No dia seguinte, acordei com a casa cheia de vozes. A minha irmã gritava ao telefone com o Pedro, a minha mãe discutia com o meu irmão sobre quem ia ao supermercado. O Rui já tinha saído cedo, sem sequer me dar um beijo de despedida. Senti uma raiva surda a crescer dentro de mim.
— Chega! — gritei, surpreendendo-me com a força da minha voz. Todos pararam. — Chega! Isto não é um hotel! Eu não sou empregada de ninguém!
A minha mãe olhou para mim como se eu tivesse enlouquecido. — Mariana, o que é que te deu?
— O que me deu? Estou cansada! Estou farta de ser sempre eu a resolver tudo! Esta casa é minha e do Rui! Não posso continuar assim!
A minha irmã começou a chorar. O meu irmão encolheu os ombros. A minha mãe ficou calada, coisa rara. Senti-me culpada, mas também aliviada. Pela primeira vez, disse o que sentia, sem medo de magoar.
Nesse dia, pedi a todos que arranjassem alternativas. Dei uma semana à minha irmã para procurar um quarto. Disse à minha mãe que precisava de espaço para o meu casamento. Pedi ao meu irmão que procurasse trabalho e casa. Até à Sofia mandei uma mensagem: “Preciso de tempo para mim.”
O Rui chegou a casa e encontrou-me sentada na sala, a chorar. Sentou-se ao meu lado e abraçou-me. — Já devias ter feito isto há muito tempo, Mariana.
Os dias seguintes foram um misto de culpa e alívio. A casa ficou mais silenciosa, mas também mais leve. O Rui e eu começámos a conversar outra vez, a jantar juntos, a rir. Senti-me a recuperar pedaços de mim que julgava perdidos.
Claro que nem tudo foi fácil. A minha mãe deixou de me ligar durante semanas. A minha irmã mandou-me mensagens cheias de mágoa. O meu irmão disse que eu era egoísta. Até a Sofia se afastou. Mas, pela primeira vez, percebi que o meu bem-estar não podia depender da aprovação dos outros.
Comecei a fazer pequenas coisas por mim: caminhar na praia, ler um livro inteiro sem interrupções, cozinhar só para dois. Redescobri o prazer do silêncio, da rotina, da intimidade. O Rui e eu fomos passar um fim de semana ao Alentejo, coisa que não fazíamos há anos. Sentámo-nos à mesa de um restaurante, de mãos dadas, e ele disse-me: — Gosto de ti assim, Mariana. Finalmente estás a cuidar de ti.
Aos poucos, a família foi aceitando. A minha mãe arranjou um grupo de amigas para desabafar. A minha irmã encontrou um quarto e começou terapia. O meu irmão arranjou um trabalho numa pastelaria. Até a Sofia, depois de algum tempo, percebeu que também precisava de pôr limites na vida dela.

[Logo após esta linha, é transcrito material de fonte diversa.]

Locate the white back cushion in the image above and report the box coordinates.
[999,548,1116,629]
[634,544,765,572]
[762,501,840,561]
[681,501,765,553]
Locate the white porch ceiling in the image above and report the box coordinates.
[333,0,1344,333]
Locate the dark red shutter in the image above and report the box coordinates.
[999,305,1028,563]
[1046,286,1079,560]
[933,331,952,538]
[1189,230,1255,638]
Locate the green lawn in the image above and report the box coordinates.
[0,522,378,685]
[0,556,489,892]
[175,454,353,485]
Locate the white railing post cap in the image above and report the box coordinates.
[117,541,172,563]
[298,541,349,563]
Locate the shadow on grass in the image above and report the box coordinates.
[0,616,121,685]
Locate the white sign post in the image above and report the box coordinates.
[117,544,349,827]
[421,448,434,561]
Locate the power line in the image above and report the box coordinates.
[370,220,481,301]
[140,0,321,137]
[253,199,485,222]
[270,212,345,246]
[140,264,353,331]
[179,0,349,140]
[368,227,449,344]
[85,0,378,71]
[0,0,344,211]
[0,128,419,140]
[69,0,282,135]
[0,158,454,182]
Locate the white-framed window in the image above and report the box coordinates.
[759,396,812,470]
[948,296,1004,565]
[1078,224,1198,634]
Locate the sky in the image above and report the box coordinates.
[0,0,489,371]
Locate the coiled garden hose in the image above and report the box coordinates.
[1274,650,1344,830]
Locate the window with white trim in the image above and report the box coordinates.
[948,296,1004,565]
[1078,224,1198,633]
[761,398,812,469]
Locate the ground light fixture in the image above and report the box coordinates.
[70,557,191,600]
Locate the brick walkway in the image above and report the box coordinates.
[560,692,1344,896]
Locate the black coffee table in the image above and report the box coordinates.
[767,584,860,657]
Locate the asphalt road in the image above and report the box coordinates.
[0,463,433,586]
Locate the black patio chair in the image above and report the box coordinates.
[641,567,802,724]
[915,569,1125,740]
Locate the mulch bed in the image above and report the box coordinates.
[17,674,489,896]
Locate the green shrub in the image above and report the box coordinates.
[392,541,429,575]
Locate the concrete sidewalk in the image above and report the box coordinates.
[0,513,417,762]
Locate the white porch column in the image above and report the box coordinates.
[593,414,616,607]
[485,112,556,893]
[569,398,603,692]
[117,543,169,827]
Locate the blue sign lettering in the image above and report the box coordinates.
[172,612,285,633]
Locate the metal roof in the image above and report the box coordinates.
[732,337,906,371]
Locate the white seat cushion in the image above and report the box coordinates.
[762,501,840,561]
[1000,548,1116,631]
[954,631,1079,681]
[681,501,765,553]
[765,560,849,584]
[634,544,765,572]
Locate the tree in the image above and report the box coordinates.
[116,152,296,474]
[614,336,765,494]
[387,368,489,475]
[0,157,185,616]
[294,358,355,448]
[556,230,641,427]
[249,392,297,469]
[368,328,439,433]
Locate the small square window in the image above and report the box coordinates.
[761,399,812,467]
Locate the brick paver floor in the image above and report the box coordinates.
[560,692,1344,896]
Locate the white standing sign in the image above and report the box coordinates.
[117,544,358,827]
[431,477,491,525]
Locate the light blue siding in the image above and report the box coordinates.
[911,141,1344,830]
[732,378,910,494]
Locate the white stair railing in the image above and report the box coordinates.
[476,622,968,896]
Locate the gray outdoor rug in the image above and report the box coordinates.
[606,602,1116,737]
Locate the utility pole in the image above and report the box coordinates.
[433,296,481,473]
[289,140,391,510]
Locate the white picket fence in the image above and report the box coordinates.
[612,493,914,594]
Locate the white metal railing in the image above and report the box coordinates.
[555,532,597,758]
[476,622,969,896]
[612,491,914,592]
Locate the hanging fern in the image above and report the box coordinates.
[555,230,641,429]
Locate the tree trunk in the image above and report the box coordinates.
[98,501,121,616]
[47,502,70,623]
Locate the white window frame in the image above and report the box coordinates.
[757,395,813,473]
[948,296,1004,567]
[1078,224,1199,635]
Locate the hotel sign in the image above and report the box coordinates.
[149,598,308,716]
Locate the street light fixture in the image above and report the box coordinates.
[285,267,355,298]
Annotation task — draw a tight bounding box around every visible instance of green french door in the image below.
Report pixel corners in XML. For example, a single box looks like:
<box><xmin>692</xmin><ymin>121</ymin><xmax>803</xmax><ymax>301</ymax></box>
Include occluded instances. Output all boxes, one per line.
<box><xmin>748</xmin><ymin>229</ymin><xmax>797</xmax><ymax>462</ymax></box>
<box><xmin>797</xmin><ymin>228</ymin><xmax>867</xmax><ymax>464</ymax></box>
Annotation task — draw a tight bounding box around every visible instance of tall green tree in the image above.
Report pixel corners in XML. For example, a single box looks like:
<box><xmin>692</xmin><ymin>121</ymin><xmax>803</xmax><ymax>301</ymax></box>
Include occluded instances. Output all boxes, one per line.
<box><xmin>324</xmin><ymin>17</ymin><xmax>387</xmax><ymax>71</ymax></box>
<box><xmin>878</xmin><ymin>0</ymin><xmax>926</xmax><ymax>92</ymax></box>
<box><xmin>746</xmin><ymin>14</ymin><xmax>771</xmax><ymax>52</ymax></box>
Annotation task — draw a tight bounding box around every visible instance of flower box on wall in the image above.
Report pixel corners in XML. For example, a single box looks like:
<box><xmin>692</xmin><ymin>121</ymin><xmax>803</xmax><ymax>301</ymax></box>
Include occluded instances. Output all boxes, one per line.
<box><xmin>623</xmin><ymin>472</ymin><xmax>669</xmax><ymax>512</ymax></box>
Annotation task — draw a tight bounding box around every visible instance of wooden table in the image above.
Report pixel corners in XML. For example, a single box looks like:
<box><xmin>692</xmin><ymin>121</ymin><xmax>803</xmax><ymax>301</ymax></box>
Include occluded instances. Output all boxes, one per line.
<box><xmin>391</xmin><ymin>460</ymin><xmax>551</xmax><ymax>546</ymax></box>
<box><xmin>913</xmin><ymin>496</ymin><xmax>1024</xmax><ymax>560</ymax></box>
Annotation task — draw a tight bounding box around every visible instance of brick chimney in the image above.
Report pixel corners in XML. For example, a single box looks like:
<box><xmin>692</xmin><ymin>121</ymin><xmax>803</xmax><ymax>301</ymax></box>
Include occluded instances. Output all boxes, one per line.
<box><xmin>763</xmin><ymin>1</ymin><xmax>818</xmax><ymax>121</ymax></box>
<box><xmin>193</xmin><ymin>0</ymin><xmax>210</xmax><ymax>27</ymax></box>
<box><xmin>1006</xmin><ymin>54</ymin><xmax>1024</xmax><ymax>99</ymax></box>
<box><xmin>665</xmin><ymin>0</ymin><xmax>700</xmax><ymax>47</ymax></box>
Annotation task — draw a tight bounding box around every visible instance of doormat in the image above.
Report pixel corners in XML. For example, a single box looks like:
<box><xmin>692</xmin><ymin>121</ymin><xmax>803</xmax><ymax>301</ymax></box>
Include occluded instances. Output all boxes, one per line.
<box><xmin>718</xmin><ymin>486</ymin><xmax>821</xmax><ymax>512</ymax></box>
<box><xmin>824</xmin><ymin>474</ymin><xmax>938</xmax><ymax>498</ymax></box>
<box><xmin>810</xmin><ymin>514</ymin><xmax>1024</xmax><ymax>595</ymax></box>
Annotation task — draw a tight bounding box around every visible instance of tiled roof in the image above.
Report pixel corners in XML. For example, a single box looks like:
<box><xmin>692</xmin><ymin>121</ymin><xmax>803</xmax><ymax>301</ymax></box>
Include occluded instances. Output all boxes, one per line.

Hoje, olho para trás e vejo o quanto me anulei para agradar aos outros. Percebo que dizer não não é falta de amor — é amor-próprio. Ainda sinto culpa, às vezes. Mas aprendi que o meu espaço, o meu tempo e a minha paz são preciosos.
Pergunto-me: quantas de nós, mulheres portuguesas, crescemos a acreditar que temos de carregar o mundo às costas? E até quando vamos continuar a esquecer-nos de nós próprias para não desiludir ninguém?